Segundo Vera Villela, a campanha de Boulos incorporou grande parte do que está previsto no Plano Municipal de Segurança Alimentar e Nutricional. “São políticas que vêm sendo discutidas e que são estratégicas”, afirma. As propostas vão na linha das que o Comusan listou em uma carta entregue a treze pré-candidatos, em dezembro de 2019, durante a “Conferência São Paulo Sua”. A conselheira defende exatamente isso, que os gestores “se apropriem” daquilo que é debatido e construído com a sociedade civil.

Dentre as ações incorporadas pelo candidato do PSOL, ela destaca o resgate da economia solidária, “de o alimento não ser visto só como mercadoria” e a criação de uma política municipal de abastecimento, que atue desde o escoamento da produção, até na facilitação do acesso da população a alimentos frescos.

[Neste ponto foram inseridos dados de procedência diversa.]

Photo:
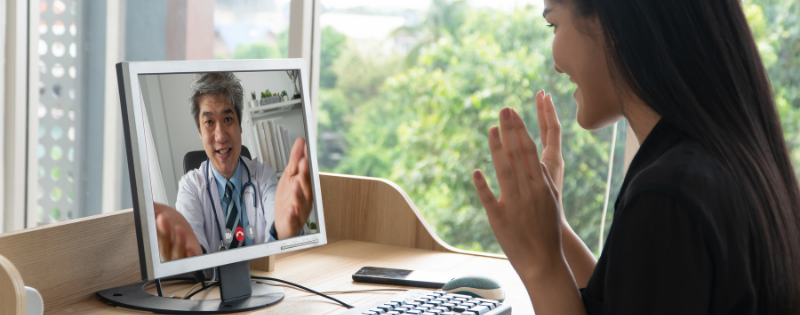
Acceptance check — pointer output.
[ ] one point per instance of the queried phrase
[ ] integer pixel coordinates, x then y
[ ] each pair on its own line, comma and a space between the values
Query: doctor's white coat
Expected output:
194, 203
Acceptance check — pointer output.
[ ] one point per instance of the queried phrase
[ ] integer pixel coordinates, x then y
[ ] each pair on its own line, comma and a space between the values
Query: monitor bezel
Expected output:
131, 105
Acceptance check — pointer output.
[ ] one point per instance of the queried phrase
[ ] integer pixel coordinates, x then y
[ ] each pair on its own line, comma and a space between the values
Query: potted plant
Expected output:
253, 102
268, 98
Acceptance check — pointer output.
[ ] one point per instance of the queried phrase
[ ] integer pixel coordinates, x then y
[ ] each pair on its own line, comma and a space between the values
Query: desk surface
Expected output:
329, 268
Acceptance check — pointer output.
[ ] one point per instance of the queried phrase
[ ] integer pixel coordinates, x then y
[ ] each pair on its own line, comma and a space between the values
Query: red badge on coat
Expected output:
239, 234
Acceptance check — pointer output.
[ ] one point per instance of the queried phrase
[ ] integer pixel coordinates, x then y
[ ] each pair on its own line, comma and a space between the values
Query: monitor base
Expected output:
135, 297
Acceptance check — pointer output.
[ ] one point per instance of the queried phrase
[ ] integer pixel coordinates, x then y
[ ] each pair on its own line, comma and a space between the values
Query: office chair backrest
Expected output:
193, 159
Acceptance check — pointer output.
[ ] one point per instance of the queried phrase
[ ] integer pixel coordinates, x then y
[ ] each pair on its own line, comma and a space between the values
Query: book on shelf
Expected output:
262, 142
267, 144
280, 150
270, 146
287, 146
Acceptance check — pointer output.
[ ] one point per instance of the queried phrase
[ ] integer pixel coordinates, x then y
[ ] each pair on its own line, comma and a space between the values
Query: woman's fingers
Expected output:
553, 133
528, 149
540, 116
484, 192
505, 173
512, 148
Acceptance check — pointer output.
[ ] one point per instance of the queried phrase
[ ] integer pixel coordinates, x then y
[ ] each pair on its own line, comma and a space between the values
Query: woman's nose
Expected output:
559, 69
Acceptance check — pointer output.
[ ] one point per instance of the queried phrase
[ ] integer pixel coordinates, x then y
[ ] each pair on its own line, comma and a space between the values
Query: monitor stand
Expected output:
238, 293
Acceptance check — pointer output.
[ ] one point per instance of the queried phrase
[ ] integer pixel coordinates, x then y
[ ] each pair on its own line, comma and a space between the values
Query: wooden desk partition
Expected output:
68, 262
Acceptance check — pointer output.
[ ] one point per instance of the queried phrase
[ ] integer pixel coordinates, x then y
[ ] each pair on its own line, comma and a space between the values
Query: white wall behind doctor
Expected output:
175, 133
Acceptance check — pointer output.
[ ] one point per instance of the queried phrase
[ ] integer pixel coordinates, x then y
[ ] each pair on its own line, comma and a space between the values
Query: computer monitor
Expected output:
222, 164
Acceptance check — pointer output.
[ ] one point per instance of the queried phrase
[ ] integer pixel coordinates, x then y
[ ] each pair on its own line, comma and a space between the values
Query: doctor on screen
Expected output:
231, 201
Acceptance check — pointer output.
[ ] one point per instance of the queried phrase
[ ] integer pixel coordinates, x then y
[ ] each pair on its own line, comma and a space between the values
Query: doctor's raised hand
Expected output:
527, 218
293, 196
175, 237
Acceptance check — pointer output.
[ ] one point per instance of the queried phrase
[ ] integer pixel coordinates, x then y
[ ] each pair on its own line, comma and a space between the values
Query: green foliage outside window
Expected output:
421, 122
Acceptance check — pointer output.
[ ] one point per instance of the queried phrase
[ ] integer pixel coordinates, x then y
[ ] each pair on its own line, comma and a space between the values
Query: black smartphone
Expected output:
411, 278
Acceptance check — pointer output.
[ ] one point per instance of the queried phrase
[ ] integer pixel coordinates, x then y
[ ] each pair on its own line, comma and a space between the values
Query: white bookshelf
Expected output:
288, 113
255, 114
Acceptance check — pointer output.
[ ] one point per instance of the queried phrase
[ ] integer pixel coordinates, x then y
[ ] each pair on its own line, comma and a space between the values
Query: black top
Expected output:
674, 247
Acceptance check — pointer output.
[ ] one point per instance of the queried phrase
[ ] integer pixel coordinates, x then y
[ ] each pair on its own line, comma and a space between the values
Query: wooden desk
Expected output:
370, 222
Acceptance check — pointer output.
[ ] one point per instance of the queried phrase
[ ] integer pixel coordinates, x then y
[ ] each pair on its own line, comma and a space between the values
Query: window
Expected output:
80, 162
410, 98
408, 91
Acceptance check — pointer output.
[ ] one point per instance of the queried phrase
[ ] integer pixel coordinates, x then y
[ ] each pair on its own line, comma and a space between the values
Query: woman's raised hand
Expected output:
550, 132
526, 218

PSOLISTA FOI O ÚNICO A ASSINAR COMPROMISSO COM A AGROECOLOGIA

O psolista foi o único candidato a prefeito da capital paulista que se comprometeu com a campanha “Agroecologia nas Eleições“, lançada pela Articulação Nacional de Agroecologia (ANA), como forma de subsidiar políticas públicas para o setor nos municípios brasileiros.

O documento contém 36 propostas, organizadas em 13 campos temáticos. Ele foi preparado para ser adaptado à realidade de cada município. São iniciativas que promovem a segurança alimentar e nutricional e geram renda nos territórios.

A ANA identificou ainda cerca de 700 ideias inovadoras, como hortas comunitárias, projetos que incentivam a comercialização de alimentos saudáveis e ações de assistência técnica, extensão rural, fomento e crédito. As propostas foram agrupadas em um mapa interativo, que pode ser acessado pelos gestores municipais.